Single by Matt Corby

from the album Rainbow Valley
- Released: 7 September 2018
- Length: 4:30
- Label: Universal Music Australia
- Songwriters: Matt Corby, Dann Hume
- Producer: Dann Hume

Matt Corby singles chronology
| "No Ordinary Love" (2018) | "All Fired Up" (2018) | "All That I See" (2018) |

= All Fired Up (Matt Corby song) =

"All Fired Up" is a song by Australian musician Matt Corby, released on 7 September 2018, as the second single from his second studio album, Rainbow Valley. The song was certified gold in Australia in 2020.

==Music video==
A live at Rainbow Valley Studios version was released on 7 September 2018.

==Reception==
Thomas Bleach said "'All Fired Up' is a moody ballad that explores the inner struggles we sometimes suffer and that one person who can instantly make you feel better and safe from those thoughts. There is a true romantic and honest side to it which will have you reminiscing and reflecting on past and current relationships and people in your life."

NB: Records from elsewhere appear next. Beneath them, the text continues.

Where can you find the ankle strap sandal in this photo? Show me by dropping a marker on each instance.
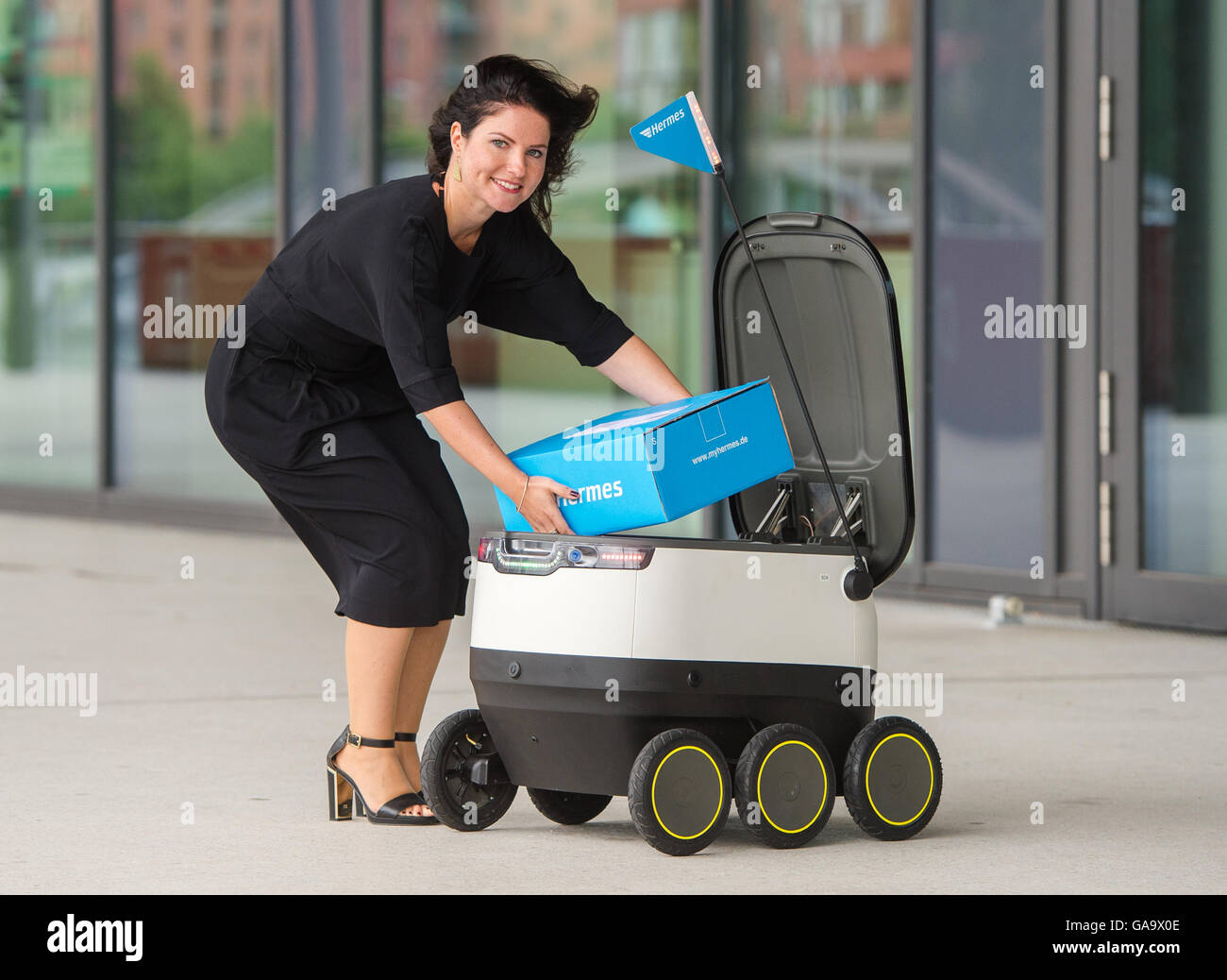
(345, 800)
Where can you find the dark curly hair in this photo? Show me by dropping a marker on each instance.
(507, 80)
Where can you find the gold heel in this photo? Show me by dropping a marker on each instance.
(345, 800)
(340, 797)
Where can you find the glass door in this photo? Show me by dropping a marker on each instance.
(1164, 386)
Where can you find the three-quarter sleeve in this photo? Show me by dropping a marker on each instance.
(536, 293)
(412, 322)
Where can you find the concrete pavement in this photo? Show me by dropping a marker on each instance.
(209, 695)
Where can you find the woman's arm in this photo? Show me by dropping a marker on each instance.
(464, 432)
(636, 368)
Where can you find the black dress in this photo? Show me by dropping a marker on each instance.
(345, 343)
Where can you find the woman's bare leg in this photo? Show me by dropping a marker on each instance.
(375, 657)
(425, 649)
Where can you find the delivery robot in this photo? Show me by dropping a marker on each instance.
(685, 673)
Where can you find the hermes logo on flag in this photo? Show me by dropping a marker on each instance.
(657, 127)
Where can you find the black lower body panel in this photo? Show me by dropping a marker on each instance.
(577, 722)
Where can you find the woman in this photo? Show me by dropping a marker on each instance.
(346, 344)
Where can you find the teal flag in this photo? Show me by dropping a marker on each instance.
(679, 133)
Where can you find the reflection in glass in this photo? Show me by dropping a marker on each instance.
(48, 282)
(194, 213)
(985, 449)
(1183, 293)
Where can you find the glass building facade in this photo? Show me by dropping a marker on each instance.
(993, 152)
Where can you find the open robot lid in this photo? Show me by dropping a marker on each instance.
(834, 303)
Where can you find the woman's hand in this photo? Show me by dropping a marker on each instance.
(540, 507)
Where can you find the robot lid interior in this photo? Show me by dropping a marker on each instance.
(835, 310)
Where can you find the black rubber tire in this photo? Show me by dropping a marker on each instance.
(568, 808)
(449, 793)
(902, 792)
(817, 771)
(713, 788)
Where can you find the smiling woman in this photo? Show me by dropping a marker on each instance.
(347, 346)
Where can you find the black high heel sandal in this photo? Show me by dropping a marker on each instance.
(344, 797)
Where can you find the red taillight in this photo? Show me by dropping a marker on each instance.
(523, 555)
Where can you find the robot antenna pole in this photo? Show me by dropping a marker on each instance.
(797, 387)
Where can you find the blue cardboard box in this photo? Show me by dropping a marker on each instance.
(648, 465)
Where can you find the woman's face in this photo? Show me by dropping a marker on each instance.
(508, 146)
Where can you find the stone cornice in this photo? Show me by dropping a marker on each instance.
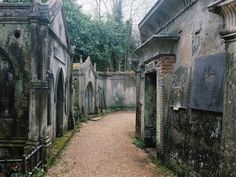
(227, 9)
(157, 45)
(162, 14)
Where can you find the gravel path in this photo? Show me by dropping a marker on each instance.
(104, 149)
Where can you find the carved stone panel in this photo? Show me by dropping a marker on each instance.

JB Hi-Fi said "the bare-bones ballad talks of struggle from the outside, draping the stark, aching admission, 'when you break, I break”', over an understated piano arrangement."

==Certifications==

Certifications for "All Fired Up"
| Region | Certification | Certified units/sales |
| Australia (ARIA) | Gold | 35,000^{‡} |
| New Zealand (RMNZ) | Gold | 15,000^{‡} |
^{‡} Sales+streaming figures based on certification alone.